George Paterson

Personal information
- Full name: George Denholm Paterson
- Date of birth: 26 September 1914
- Place of birth: Denny, Scotland
- Date of death: 25 December 1985 (aged 71)
- Place of death: New Zealand
- Position(s): Left half

Youth career
- Denny YMCA
- Carrowbank Juveniles
- 0000–1932: Dunipace

Senior career*
- Years: Team / Apps / (Gls)
- 1932–1946: Celtic / 175 / (11)
- 1946–1949: Brentford / 62 / (0)
- 1949–1951: Yeovil and Petters United / ? / (?)

International career
- 1935–1938: Scottish League XI / 2 / (0)
- 1938–1946: Scotland / 2 / (0)
- 1945–1946: Scotland (wartime) / 2 / (0)

Managerial career
- 1949–1951: Yeovil and Petters United
- 1951–1952: Stirling Albion

= George Paterson (footballer, born 1914) =

Scottish footballer

George Denholm Paterson (26 September 1914 – 25 December 1985) was a Scottish international footballer.

Paterson started his senior career at Celtic, where he won two Scottish league championships and the Scottish Cup once.

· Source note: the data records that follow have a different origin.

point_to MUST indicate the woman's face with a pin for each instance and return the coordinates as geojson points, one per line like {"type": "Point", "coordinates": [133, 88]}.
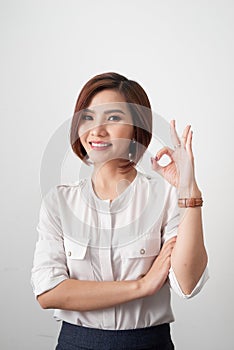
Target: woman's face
{"type": "Point", "coordinates": [106, 127]}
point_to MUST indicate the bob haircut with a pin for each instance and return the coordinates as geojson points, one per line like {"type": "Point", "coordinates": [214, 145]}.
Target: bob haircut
{"type": "Point", "coordinates": [139, 106]}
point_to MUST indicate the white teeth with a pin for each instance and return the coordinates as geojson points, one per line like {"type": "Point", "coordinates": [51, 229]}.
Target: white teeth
{"type": "Point", "coordinates": [100, 144]}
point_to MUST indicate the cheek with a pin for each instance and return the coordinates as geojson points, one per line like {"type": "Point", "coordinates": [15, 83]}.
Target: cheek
{"type": "Point", "coordinates": [123, 132]}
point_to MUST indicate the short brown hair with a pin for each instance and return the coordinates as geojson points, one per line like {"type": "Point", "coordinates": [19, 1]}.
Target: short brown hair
{"type": "Point", "coordinates": [137, 98]}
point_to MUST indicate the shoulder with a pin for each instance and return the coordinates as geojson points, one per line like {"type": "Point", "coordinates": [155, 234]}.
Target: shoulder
{"type": "Point", "coordinates": [63, 189]}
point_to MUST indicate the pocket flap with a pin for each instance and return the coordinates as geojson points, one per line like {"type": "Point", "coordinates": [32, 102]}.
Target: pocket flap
{"type": "Point", "coordinates": [74, 249]}
{"type": "Point", "coordinates": [141, 248]}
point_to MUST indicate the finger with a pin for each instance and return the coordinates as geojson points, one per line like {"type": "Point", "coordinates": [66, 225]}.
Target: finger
{"type": "Point", "coordinates": [189, 144]}
{"type": "Point", "coordinates": [158, 168]}
{"type": "Point", "coordinates": [185, 134]}
{"type": "Point", "coordinates": [164, 151]}
{"type": "Point", "coordinates": [174, 136]}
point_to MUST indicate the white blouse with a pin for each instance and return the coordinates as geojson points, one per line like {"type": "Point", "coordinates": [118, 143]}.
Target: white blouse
{"type": "Point", "coordinates": [84, 237]}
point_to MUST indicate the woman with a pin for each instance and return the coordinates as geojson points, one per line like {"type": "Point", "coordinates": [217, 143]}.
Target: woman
{"type": "Point", "coordinates": [113, 244]}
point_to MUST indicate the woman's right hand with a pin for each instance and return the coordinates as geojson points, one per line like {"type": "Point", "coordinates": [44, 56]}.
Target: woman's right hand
{"type": "Point", "coordinates": [157, 275]}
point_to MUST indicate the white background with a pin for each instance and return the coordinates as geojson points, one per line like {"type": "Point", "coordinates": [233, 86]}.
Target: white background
{"type": "Point", "coordinates": [182, 52]}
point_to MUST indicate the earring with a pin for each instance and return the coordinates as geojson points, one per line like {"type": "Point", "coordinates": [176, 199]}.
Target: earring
{"type": "Point", "coordinates": [132, 150]}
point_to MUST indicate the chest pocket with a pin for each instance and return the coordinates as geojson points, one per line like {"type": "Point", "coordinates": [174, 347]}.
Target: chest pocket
{"type": "Point", "coordinates": [138, 257]}
{"type": "Point", "coordinates": [78, 259]}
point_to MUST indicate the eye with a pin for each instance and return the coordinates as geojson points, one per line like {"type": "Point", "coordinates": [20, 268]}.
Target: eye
{"type": "Point", "coordinates": [86, 117]}
{"type": "Point", "coordinates": [114, 118]}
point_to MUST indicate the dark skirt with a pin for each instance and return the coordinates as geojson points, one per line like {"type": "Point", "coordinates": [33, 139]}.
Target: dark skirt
{"type": "Point", "coordinates": [74, 337]}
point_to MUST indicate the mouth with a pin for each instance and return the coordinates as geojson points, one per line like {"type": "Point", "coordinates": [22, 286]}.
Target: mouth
{"type": "Point", "coordinates": [100, 145]}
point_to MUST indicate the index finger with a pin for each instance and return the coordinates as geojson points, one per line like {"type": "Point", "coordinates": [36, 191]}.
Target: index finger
{"type": "Point", "coordinates": [174, 136]}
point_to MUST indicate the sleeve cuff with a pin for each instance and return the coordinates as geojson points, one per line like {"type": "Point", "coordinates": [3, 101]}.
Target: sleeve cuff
{"type": "Point", "coordinates": [177, 289]}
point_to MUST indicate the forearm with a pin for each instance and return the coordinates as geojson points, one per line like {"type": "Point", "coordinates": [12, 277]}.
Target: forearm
{"type": "Point", "coordinates": [189, 257]}
{"type": "Point", "coordinates": [79, 295]}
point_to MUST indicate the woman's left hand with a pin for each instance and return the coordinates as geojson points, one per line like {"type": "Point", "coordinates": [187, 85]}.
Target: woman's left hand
{"type": "Point", "coordinates": [180, 171]}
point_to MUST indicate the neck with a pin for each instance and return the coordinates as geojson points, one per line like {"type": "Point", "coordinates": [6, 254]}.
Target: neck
{"type": "Point", "coordinates": [109, 182]}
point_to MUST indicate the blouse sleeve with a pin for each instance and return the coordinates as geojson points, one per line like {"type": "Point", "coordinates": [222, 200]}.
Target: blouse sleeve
{"type": "Point", "coordinates": [170, 225]}
{"type": "Point", "coordinates": [49, 264]}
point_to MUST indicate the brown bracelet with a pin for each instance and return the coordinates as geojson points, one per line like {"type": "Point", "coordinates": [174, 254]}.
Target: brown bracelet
{"type": "Point", "coordinates": [190, 202]}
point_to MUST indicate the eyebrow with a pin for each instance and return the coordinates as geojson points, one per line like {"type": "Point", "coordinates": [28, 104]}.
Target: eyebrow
{"type": "Point", "coordinates": [106, 112]}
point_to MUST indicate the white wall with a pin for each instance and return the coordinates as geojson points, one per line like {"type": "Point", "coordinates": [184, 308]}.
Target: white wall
{"type": "Point", "coordinates": [182, 52]}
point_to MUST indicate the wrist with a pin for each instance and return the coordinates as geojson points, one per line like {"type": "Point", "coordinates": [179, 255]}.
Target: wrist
{"type": "Point", "coordinates": [195, 193]}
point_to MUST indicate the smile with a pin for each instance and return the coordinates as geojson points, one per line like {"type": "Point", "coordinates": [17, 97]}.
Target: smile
{"type": "Point", "coordinates": [100, 145]}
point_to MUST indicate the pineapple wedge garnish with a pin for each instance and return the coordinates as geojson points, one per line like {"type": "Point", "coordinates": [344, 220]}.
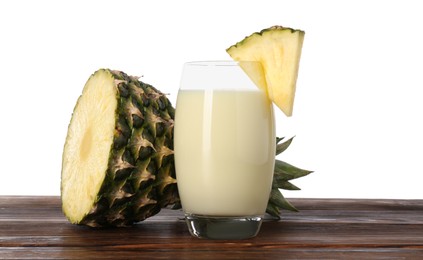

He then served in the Royal Air Force during the Second World War, while playing as a guest for Leicester City, Blackpool, Wolverhampton Wanderers, Tranmere Rovers and Arsenal. Paterson's career with Celtic came to an end after he incurred a three-month suspension for vociferously arguing with the referee (whom he felt was under the influence of alcohol) during Celtic's 1946 Victory Cup semi-final against rivals Rangers.

Paterson moved to England to sign for Brentford in a swap deal with Gerry McAloon, then became player-manager of Yeovil and Petters United. He then managed Stirling Albion for a season before working variously for Celtic as a reserve team trainer and a scout.

== Personal life ==
Paterson graduated from Glasgow University with an MA degree. At the time he signed for Brentford, Paterson was working as a technician at the London Film Company; he had a keen interest in the movie business. He later emigrated to New Zealand and died there in December 1985.